MagicDNS allows you to:
- Although you always have a default name, such as
tail60892.ts.net
, you may register a second “fun” name. Tailscale generates several names to pick from when picking a name, but you can “re-roll” until you find one you like.
- Add Global DNS nameservers or private nameservers, with the option to override local DNS and force clients to use the configured nameservers instead of their local DNS settings.
- Allow users to issue HTTPS certificates for themselves while on your Tailnet.
Note that if you have a “fun” domain and an issued HTTPS certificate, you cannot change that certificate to another “fun” domain name.

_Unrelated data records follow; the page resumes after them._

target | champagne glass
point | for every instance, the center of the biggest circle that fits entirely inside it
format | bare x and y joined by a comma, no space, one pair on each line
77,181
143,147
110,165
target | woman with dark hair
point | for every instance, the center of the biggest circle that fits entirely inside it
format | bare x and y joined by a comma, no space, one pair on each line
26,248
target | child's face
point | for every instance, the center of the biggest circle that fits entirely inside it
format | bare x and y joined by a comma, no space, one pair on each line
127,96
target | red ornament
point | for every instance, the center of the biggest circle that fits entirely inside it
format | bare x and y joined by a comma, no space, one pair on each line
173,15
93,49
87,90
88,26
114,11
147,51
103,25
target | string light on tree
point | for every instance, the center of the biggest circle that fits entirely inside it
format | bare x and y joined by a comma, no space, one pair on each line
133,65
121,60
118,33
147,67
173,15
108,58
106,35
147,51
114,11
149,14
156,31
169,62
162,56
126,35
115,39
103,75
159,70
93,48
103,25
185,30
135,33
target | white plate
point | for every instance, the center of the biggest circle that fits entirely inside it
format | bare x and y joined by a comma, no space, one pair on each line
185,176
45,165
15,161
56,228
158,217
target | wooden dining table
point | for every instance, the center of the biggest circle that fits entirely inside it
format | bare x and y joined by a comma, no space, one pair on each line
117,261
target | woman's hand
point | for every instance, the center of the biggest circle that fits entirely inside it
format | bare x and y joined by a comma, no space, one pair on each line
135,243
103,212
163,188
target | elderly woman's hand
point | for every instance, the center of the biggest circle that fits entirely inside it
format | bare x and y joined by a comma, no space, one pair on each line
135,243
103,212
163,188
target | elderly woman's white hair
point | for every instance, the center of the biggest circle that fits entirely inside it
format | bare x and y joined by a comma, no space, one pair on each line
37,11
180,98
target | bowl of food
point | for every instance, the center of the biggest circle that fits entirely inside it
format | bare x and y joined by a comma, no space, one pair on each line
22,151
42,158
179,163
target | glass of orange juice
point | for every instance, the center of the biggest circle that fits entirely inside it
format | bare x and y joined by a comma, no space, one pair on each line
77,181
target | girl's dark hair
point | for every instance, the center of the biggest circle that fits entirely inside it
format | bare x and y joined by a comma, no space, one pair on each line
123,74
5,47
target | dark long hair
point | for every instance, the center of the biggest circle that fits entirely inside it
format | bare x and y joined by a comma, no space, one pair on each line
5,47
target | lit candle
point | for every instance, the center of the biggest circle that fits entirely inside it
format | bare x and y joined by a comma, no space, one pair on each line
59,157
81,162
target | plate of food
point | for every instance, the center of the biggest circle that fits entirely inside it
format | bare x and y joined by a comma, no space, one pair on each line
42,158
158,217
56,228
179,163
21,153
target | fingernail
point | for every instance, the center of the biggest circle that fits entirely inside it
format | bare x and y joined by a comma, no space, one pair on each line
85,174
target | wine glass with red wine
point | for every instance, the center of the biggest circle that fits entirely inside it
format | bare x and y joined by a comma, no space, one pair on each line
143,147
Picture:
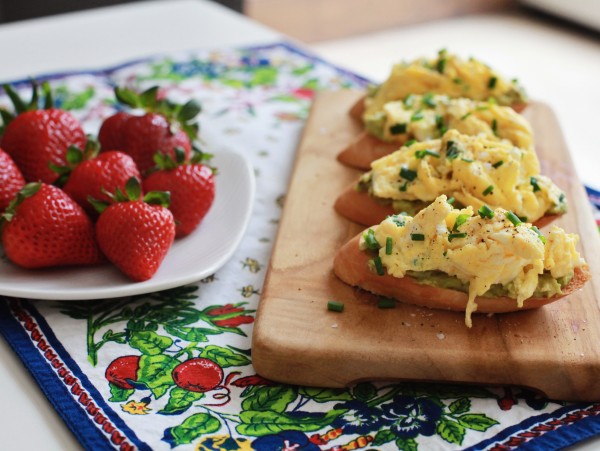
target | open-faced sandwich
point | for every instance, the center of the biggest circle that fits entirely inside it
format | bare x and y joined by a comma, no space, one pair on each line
483,260
426,117
447,75
472,170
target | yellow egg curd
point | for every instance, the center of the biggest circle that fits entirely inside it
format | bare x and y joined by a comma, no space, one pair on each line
426,117
471,169
447,74
484,253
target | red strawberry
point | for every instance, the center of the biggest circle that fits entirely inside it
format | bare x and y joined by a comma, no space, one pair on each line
96,174
192,188
110,134
134,234
11,180
36,138
44,227
164,127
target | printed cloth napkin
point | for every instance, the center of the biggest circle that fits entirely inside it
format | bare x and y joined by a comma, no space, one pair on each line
124,373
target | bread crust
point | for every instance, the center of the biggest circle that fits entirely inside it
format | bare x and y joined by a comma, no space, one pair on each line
351,266
360,207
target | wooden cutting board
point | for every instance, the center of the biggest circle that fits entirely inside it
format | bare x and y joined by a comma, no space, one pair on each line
296,340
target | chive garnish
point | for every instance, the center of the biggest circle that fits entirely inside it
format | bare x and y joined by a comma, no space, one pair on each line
386,303
460,220
335,306
417,116
495,126
439,123
428,100
441,65
370,240
539,234
513,218
378,266
420,154
452,150
408,174
398,129
485,212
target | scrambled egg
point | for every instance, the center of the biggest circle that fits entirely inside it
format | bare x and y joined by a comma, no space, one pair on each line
473,170
425,117
447,74
480,250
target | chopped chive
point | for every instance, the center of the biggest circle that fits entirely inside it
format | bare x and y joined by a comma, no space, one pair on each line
485,212
441,65
417,116
460,220
488,190
539,234
378,266
370,240
408,174
534,183
335,306
439,123
386,303
495,126
513,218
452,150
398,129
429,100
420,154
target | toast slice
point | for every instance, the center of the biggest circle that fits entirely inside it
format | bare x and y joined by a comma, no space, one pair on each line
351,265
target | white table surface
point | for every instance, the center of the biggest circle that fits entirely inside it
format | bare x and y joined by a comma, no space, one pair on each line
557,65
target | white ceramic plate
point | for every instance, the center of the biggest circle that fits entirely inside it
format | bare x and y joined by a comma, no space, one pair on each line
190,259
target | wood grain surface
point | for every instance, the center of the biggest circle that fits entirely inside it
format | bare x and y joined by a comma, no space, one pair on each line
554,349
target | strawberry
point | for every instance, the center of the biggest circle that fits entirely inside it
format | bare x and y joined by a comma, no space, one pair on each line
11,180
164,127
44,227
191,185
90,174
134,234
36,138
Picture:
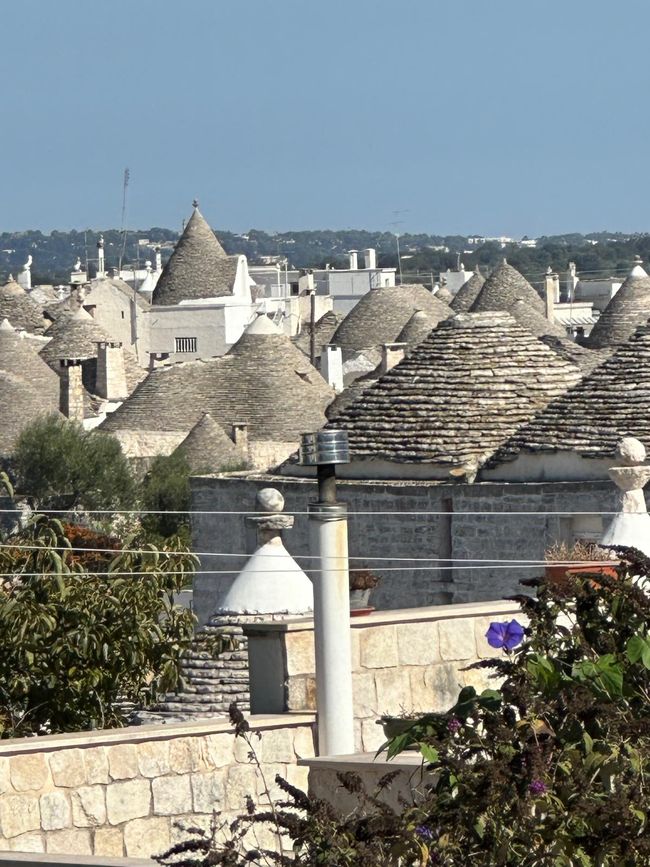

- Taildrop provides a peer-to-peer (P2P) file transfer service to quickly and securely send files to other hosts within your tailnet.
Of course, it can help to see an example of connecting to a machine in action as shown below.
1. To see this in action, first navigate to the Administrative console and the DNS tab, to ensure that MagicDNS is enabled, as shown below.
2. Next, locate the name of your machine, below the machine is bill-ubuntuvm
.
Create a remote connection to the Tailscale machine. Here the connection is via SSH using a password, as noted by the PubkeyAuthentication=no
setting (does not check available public keys when connecting).
Conclusion
Throughout this tutorial, you have learned how to add a layer of security to your network by creating a secure connection with the Tailscale VPN. Security at Tailscale is the solution to meet MFA and encryption requirements.
At this point, you can confidently set up a VPN to establish a secure, encrypted connection between your devices and applications.
Have you always wanted a private cloud that is inaccessible using the web? With this newfound knowledge, why not self-host a private NextCloud instance or connect your Synology NAS? Or integrate with Opensense and Pfsense firewalls for added security?